Rep. Ed Jutila, D-East Lyme, said he had followed the New London case from afar, but felt “a little skeptical” that the NLDC's project would result in the boon to the city that the organization claims.

“I'm not sure that the government should be in the business of taking private residential property for other than public use, even though there may be some indirect public benefit that results from it,” Jutila said.

But he was also careful to say that he did not necessarily support Ward's bill, and that he felt sympathy for the city in its efforts to shore up a flagging tax base after years of attrition.

“Towns are out there groping for any means they can find, and I don't fault them for this,” he said.

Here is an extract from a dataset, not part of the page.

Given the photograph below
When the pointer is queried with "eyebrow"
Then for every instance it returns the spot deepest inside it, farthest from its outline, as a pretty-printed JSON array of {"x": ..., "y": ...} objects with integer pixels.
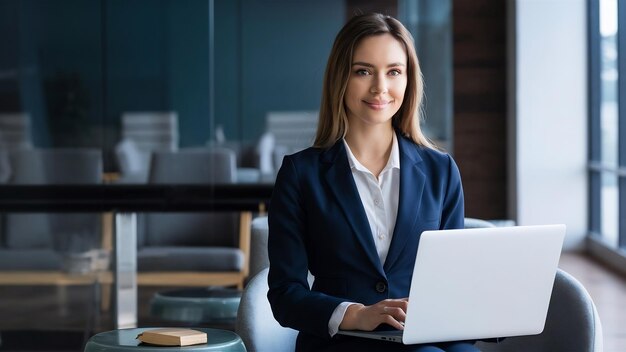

To push his law through the legislature, Ward will have to focus on the first sentiment more than the second, but it is a feat that he and others say is not out of the question.

A proposal to restrict eminent-domain use “unites people that are typically across the ideological divide,” said Bullock of the Institute for Justice. “It wouldn't surprise me if some Democrats and Republicans who want to protect people's rights joined forces to try to make this happen.”

Ward's similar bill last year easily won approval in the Judiciary Committee last spring, but was killed by one vote in the committee on Planning and Development.

“This is a wild card, and because it's a wild card, the big thing is for him to get the bill out on the floor for a vote,” said Rep. Diana Urban, R-North Stonington, an economist who added that she was, like Jutila, “of two minds” about the proposal.

“The economist would look at this from a utilitarian perspective — the most good for the most people,” she said. “If eminent domain issues don't override ... it is clearly a benefit for the entire area. And I think that's what they're resting their hat on in the Fort Trumbull case.”

But Urban nevertheless seemed to lean toward Ward's position.

“Oftentimes we are using eminent domain to go into neighborhoods that work, that are clear communities that have created a community web, and we ruin them,” she said. “I really think that we have not carefully weighed the issues on a lot of these cases, and sort of just gone ahead with tunnel vision.”

“It's all about getting that bill to the floor,” Urban said, where Ward stands the best chance of getting his colleagues in line behind him. “You just can't draw party lines on this one.”

Ward seemed to expect an uphill battle, but having elicited a promise of a hearing from leaders of the Judiciary Committee, he was confident.

“I think it has a good chance,” he said.